Discussion in 'Helping an Addicted Friend' started by minderbender, Dec 15, 2015.

  1. rjs5248

    rjs5248 Member

    I believe for the most part this is cannot change unless you first admit you have a problem. No matter how much nagging you do, if they don't truly want to change they will simply block you out. They've heard it all before. Unfortunately many have to hit rock bottom before that change begins. That's not saying you should give up on the person by any means, but just have an awareness that it's not your fault that they are not changing and it's something they must come to on their own.
  2. tackykardia

    tackykardia Member

    That's pretty much true. A lot of times they can't see they have a problem even if you do. They think it's no big deal and they don't feel normal without the drugs or alcohol. They think normal is being high or drunk all the time. They have to want to be helped or there is not much you can do. You can try to talk to them or have an intervention but in the end it still has to be up to them.
  3. Rainman

    Rainman Community Champion

    There are some who practically need to be shown what's good for them. People who use drugs to cope with stress/depression could get counseling and find better ways to deal with stress/depression and they may realize that drugs were making things worse.

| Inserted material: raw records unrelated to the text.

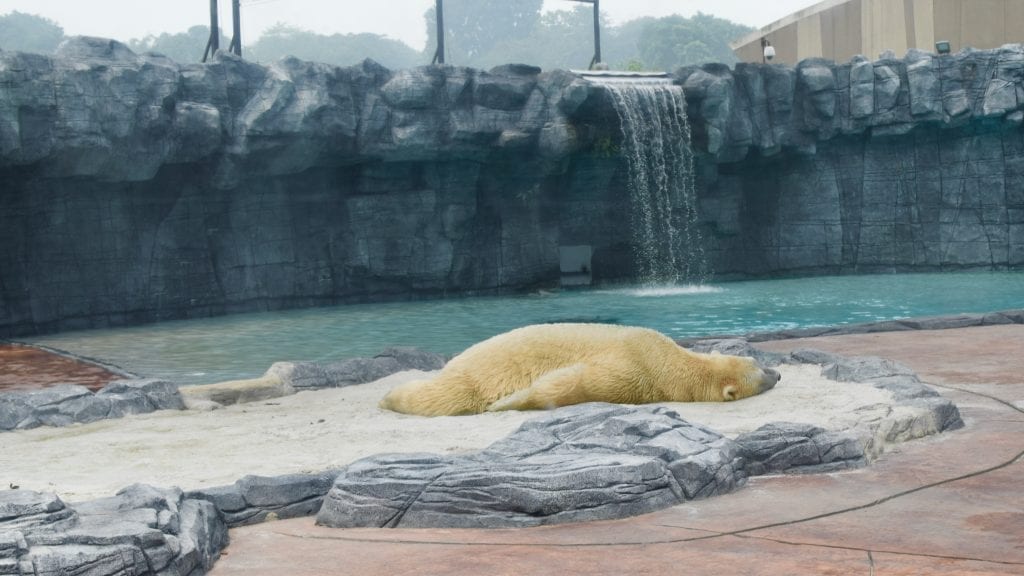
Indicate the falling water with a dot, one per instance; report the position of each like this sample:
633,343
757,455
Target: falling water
656,148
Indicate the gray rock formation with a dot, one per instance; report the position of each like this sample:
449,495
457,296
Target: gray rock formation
67,404
894,165
583,462
139,190
254,499
141,530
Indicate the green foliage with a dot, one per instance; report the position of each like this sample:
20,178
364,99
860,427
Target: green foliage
479,33
477,36
633,66
29,33
183,47
475,30
674,41
338,49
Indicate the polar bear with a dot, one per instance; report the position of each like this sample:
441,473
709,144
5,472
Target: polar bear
550,365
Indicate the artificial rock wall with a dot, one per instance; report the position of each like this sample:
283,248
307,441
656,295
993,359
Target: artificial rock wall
913,164
134,189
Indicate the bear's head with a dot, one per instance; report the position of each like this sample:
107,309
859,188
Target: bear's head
734,377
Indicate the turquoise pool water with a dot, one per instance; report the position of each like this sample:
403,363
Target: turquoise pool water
245,345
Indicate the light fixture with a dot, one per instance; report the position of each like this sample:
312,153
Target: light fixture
768,50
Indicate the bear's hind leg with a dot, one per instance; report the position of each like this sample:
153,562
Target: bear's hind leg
431,398
555,388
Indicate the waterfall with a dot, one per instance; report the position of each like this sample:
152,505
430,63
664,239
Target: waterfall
655,145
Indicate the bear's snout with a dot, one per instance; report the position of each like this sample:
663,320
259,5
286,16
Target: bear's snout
769,378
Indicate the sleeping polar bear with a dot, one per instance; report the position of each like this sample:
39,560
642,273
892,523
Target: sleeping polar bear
551,365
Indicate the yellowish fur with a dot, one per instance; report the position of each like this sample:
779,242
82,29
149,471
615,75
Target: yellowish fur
550,365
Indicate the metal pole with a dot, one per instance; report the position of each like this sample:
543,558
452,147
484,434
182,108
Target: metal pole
439,13
237,39
213,44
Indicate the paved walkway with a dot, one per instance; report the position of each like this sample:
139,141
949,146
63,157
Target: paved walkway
27,368
951,504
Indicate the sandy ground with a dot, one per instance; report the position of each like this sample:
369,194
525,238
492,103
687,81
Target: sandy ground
316,430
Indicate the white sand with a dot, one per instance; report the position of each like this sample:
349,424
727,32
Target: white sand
315,430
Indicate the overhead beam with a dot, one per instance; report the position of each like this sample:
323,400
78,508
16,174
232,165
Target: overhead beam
439,16
213,44
597,30
237,28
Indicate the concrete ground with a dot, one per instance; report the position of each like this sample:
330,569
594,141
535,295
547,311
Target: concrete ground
948,504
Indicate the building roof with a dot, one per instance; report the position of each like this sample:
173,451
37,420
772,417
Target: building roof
782,23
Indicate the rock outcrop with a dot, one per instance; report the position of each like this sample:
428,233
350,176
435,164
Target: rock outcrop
596,461
67,404
141,530
911,164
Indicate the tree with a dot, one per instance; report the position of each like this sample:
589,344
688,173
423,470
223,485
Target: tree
337,49
674,41
29,33
474,28
183,47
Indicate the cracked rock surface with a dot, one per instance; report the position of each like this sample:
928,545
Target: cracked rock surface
141,530
598,461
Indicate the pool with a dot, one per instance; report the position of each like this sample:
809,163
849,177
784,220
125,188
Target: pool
245,345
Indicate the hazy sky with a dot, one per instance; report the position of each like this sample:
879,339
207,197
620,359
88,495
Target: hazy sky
401,19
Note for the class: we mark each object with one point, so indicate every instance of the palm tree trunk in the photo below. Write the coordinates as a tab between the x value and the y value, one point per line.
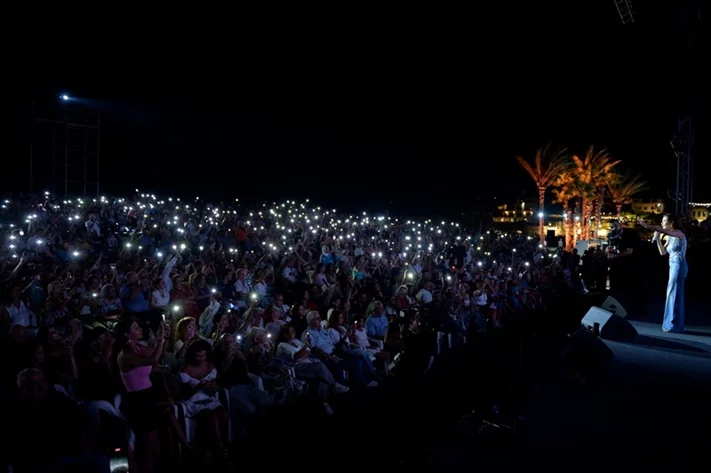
568	229
598	210
586	217
577	223
541	203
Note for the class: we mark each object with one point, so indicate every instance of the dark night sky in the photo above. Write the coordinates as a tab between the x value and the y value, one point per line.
357	118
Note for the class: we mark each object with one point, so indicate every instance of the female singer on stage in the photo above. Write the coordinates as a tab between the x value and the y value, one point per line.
675	246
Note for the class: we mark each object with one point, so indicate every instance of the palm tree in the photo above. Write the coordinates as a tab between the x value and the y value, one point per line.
547	166
590	172
606	180
564	190
625	188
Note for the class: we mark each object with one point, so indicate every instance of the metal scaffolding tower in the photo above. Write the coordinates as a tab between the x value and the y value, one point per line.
683	146
690	50
65	148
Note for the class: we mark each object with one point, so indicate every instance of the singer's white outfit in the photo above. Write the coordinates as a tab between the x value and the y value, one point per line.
678	269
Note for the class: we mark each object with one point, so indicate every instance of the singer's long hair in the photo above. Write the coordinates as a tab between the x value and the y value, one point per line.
675	222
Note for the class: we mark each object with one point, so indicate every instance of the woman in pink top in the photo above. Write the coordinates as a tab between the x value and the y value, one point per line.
140	403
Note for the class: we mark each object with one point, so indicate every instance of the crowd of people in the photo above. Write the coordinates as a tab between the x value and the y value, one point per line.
156	328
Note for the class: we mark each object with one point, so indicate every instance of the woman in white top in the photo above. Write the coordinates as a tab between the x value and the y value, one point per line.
305	367
160	297
199	386
341	338
17	313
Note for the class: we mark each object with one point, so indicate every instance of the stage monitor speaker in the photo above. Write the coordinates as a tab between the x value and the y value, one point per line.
612	327
586	355
613	305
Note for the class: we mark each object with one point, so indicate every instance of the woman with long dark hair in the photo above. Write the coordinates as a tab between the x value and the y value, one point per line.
140	404
675	247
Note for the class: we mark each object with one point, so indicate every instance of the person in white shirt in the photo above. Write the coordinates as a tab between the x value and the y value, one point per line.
16	312
92	226
424	296
242	289
160	297
306	367
289	273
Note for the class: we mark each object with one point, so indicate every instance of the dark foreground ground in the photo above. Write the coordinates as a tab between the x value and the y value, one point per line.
650	411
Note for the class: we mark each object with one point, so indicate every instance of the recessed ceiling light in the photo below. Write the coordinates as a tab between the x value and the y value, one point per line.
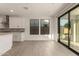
11	10
25	8
46	21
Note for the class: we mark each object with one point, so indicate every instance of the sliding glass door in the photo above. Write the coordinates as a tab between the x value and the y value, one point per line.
74	19
64	29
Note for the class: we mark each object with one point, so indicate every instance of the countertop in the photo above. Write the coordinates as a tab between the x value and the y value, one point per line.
12	29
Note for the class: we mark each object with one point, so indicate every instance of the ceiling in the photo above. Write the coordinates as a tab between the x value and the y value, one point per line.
30	9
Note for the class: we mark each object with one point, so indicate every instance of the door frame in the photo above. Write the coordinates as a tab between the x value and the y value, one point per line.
68	12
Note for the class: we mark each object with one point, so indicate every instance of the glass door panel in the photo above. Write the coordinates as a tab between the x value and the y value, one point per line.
74	38
64	29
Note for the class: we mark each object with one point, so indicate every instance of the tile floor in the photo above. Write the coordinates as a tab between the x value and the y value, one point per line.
38	48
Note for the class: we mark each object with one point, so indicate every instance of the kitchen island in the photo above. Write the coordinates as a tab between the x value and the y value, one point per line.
7	36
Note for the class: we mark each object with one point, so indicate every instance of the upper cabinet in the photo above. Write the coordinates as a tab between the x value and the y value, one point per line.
16	22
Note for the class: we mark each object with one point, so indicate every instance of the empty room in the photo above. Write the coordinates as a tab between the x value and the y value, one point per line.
39	29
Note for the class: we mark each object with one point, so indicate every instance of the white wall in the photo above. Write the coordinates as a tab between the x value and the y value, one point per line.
24	22
2	19
5	42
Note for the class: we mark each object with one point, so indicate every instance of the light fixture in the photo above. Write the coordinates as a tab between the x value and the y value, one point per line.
11	10
46	21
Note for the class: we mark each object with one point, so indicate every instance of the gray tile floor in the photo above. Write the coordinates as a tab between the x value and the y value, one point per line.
38	48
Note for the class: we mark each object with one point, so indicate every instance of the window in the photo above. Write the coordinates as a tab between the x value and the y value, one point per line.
64	29
44	26
34	26
36	29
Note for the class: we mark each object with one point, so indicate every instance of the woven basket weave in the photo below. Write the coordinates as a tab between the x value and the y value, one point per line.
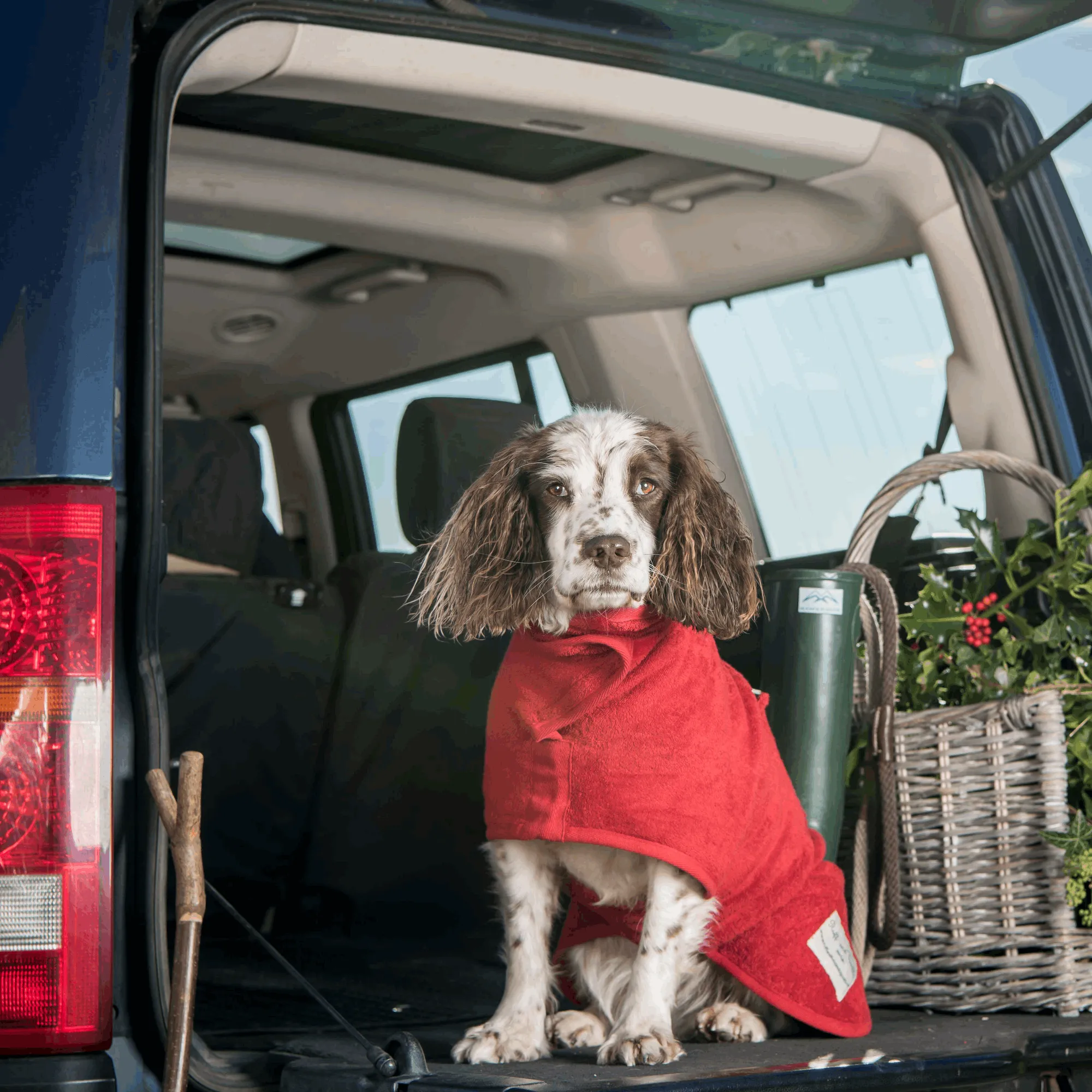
984	924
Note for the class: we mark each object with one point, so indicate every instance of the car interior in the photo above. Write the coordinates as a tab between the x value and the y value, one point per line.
384	257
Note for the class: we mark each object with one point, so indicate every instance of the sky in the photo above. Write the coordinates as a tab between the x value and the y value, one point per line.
830	390
1053	75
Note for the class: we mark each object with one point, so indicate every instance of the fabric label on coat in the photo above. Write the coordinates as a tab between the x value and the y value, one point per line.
834	951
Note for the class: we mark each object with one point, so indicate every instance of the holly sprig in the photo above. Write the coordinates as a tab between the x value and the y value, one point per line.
1017	621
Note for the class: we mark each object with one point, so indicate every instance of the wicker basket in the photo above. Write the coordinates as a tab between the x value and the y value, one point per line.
984	924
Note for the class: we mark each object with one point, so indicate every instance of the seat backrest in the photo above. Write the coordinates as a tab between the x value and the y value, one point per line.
399	812
247	660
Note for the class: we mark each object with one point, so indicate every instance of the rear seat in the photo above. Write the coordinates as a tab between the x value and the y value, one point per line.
398	820
247	659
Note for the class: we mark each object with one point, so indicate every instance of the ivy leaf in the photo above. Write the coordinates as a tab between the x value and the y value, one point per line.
1051	632
988	539
1075	841
1081	495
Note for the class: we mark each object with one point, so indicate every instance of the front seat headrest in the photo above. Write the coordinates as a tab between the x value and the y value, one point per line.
212	493
444	446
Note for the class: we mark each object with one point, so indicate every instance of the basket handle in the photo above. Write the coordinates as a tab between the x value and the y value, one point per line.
931	468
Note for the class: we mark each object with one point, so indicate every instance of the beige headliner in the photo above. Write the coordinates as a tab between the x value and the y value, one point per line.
513	260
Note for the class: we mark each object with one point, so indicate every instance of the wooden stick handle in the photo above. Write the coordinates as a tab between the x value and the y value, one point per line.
182	820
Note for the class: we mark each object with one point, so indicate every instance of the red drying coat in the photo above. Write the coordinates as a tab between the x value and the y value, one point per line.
631	732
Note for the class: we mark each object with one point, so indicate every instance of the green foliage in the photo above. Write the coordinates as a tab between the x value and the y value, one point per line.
1020	621
1077	842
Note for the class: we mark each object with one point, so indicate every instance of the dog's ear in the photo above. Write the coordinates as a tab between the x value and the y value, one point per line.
705	574
485	572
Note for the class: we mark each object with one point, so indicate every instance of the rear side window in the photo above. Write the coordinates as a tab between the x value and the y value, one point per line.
829	388
271	495
377	419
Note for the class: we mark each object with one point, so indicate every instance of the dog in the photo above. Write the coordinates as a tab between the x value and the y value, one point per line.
600	512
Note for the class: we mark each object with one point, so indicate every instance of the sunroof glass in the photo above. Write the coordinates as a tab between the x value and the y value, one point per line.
528	156
251	246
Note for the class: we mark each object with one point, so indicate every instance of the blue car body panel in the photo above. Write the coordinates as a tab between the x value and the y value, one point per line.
64	87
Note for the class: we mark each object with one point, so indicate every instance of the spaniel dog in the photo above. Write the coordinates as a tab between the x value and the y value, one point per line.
599	512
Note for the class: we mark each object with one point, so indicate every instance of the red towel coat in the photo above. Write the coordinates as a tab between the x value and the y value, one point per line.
631	732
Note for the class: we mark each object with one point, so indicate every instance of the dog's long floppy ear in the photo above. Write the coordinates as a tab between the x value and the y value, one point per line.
485	572
705	574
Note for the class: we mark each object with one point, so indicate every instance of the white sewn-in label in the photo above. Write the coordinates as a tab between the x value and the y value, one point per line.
833	949
820	601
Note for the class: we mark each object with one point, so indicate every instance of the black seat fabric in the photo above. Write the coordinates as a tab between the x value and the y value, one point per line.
247	660
399	811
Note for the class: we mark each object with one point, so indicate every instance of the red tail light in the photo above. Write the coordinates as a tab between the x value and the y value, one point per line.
56	639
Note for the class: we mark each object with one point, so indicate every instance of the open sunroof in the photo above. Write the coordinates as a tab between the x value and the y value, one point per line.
241	246
519	155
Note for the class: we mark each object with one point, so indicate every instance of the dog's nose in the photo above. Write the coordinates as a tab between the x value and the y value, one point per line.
607	552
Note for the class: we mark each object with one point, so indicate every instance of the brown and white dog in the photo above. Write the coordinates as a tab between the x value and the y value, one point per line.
598	512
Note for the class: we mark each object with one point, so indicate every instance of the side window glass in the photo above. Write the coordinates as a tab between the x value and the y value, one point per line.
828	388
551	396
271	505
378	418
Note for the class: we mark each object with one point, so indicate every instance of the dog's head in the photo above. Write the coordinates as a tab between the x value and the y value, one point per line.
599	511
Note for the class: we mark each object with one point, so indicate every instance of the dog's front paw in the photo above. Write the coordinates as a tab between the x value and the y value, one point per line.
729	1023
498	1043
644	1049
574	1028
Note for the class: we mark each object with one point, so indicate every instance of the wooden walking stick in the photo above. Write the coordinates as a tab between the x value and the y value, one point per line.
183	824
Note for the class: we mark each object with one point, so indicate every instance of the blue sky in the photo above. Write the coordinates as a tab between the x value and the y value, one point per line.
828	391
1053	75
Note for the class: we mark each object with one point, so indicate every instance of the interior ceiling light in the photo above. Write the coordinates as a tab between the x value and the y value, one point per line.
247	327
682	197
360	290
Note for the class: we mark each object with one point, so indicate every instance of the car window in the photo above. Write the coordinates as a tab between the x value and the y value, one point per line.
828	388
1053	75
271	495
377	419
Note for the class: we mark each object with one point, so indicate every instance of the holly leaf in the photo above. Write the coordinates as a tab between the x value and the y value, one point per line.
930	619
988	540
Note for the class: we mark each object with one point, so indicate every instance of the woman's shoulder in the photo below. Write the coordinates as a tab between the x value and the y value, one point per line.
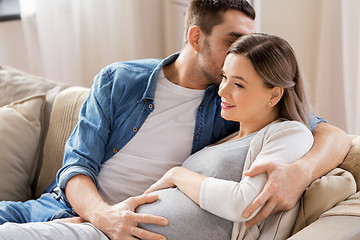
286	125
282	128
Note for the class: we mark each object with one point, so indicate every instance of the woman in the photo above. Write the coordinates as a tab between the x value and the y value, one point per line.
261	89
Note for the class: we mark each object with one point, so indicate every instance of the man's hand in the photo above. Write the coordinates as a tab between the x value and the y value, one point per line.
284	187
120	221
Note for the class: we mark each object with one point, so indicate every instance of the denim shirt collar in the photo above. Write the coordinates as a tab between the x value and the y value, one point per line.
150	89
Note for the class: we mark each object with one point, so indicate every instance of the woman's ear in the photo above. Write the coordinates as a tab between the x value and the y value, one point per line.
276	95
194	35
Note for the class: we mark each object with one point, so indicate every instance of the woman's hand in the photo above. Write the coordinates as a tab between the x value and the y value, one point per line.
120	221
165	182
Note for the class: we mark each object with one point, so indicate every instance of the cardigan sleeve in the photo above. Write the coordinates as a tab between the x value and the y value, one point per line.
283	142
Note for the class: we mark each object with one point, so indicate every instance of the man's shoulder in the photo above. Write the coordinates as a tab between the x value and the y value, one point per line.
141	65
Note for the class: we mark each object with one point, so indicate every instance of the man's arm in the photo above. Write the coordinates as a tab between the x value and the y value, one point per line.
118	221
287	182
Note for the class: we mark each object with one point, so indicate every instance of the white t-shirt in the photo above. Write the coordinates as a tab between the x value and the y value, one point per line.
164	141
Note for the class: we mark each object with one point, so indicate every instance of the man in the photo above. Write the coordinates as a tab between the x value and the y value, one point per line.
144	117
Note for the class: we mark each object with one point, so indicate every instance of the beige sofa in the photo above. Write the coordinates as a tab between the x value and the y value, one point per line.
38	115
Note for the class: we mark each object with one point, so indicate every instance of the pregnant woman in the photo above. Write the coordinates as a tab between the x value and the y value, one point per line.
205	198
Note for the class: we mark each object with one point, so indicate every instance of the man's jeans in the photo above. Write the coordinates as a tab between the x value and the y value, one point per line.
48	207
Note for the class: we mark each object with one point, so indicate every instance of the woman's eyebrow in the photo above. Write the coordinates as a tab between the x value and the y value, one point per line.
240	78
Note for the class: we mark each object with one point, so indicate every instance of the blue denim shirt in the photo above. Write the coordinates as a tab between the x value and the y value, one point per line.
120	100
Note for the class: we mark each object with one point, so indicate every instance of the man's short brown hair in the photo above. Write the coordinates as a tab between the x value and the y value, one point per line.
208	13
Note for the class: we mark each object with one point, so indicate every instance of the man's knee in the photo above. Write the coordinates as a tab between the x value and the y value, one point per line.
12	212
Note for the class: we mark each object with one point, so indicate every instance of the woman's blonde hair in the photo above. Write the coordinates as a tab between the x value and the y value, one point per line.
274	61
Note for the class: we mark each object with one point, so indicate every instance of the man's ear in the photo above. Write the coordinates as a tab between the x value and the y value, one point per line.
276	95
194	35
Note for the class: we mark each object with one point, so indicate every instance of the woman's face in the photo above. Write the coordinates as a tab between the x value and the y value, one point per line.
243	94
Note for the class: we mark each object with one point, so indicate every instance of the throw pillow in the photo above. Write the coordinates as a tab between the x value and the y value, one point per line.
20	133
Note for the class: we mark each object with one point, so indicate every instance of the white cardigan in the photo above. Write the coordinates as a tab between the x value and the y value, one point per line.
280	141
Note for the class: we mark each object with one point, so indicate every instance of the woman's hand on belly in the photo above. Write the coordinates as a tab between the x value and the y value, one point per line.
121	222
189	182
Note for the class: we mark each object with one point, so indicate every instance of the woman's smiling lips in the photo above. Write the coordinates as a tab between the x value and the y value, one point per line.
225	105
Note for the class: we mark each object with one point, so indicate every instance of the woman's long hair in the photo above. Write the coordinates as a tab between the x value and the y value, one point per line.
274	61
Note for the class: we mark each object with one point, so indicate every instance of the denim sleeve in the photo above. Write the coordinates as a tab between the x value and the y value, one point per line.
85	148
314	121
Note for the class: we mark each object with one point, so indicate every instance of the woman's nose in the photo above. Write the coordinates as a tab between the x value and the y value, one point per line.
223	89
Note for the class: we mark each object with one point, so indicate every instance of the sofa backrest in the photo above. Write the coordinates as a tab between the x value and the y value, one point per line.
63	119
16	85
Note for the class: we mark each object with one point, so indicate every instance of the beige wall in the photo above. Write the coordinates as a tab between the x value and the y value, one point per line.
12	45
298	21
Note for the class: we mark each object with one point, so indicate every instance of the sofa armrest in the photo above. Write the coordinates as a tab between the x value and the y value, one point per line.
332	227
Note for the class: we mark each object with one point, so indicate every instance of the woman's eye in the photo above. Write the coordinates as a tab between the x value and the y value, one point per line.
239	85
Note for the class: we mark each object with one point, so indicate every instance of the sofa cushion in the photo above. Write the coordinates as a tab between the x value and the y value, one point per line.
16	84
20	131
352	160
322	195
63	119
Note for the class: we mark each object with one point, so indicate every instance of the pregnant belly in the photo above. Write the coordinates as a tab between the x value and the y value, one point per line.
186	219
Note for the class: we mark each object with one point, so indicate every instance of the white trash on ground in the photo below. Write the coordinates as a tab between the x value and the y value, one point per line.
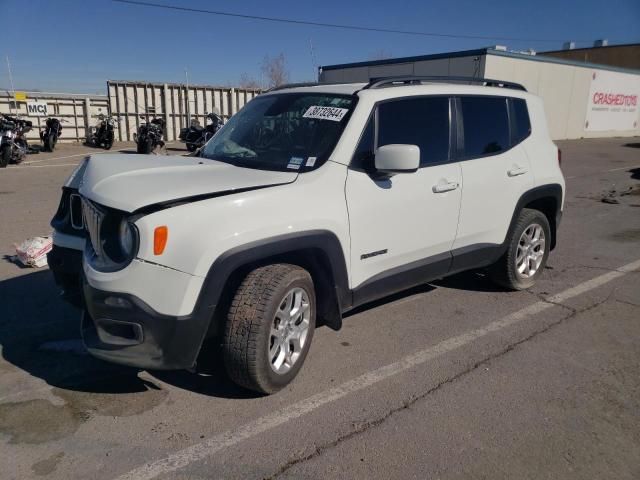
33	251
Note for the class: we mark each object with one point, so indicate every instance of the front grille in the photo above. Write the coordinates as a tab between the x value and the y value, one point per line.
75	208
93	218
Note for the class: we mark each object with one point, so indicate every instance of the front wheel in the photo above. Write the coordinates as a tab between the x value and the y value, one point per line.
526	256
270	325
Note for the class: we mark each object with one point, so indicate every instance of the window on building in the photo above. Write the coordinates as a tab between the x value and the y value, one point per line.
422	121
486	125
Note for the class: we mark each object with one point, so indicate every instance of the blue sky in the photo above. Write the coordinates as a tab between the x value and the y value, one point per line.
76	45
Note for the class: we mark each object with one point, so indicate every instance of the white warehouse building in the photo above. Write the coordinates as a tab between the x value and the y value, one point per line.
582	100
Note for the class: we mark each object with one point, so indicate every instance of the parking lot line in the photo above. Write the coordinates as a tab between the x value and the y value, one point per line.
632	167
199	451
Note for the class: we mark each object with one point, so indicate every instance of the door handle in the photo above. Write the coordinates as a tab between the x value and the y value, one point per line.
515	171
445	187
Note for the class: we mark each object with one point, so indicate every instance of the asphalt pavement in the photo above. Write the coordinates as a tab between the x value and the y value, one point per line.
456	379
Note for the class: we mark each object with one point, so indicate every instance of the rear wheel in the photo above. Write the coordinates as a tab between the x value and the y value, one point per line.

    When you want to help someone even if you are rebuffed, you need to keep trying to help them.

    A river cuts through rock, not because of its power, but because of its persistence.
  4. Bozz

    Bozz Active Contributor

    There has to be that spark of them wanting to help themselves. They can trick, like to and fool everyone else but themselves. They're the ones who need to feel they have to do it, at least a little bit.
    Showing reasons and getting them to realize themselves is so powerful, more so that 'You have to stop that'.

    That's how you can start helping someone, by making reasons obvious and having them want to stop.

    After that comes to helping with the actual addiction.
  5. CryingCanary

    CryingCanary Active Contributor

    I believe this is somewhat true. If that person is in denial and refuses to help themselves, there's so much you can do. You can lead a horse to water, but you can't make it drink.

    It's also important to not force help onto people. Offer help and support, something's got to make the person react...
  6. peetbernadis

    peetbernadis Active Contributor

    It is extremely difficult for some drug addicts even to admit that they have a problem, let alone looking for or accepting help from someone else. Addiction doesn't only attack the also attacks the mind and it becomes a sickness. Sometimes, if not most of the time, these people must be forced to accept help. Like I said, their drug dependency becomes more than just a craving, it becomes a sickness that needs more than just willpower from their side.
  7. Sealpikachu

    Sealpikachu Member

    I think this is absolutely true. A person who does not want to get better will not listen to you or respond to your actions. I think the most important part of helping someone is not trying to get them to change as much as making them realize they should get better. Once the person sees they are actually wasting away their life and see how it affects others as well, they are more easily convinced to improve.
  8. TungstenCube

    TungstenCube Member

    Yes -- absolutely, and knowing when not to help is about having healthy boundaries and the self-esteem to know that you did everything you could. There's an old adage saying that you can only show somebody the door, but they have to walk through it. I think that heavily applies here. Brene Brown, a researcher of shame, vulnerability, and self-worth, says that if somebody is being a rock, you can't keep kicking the rock. The rock won't move, and you'll just be hurting yourself.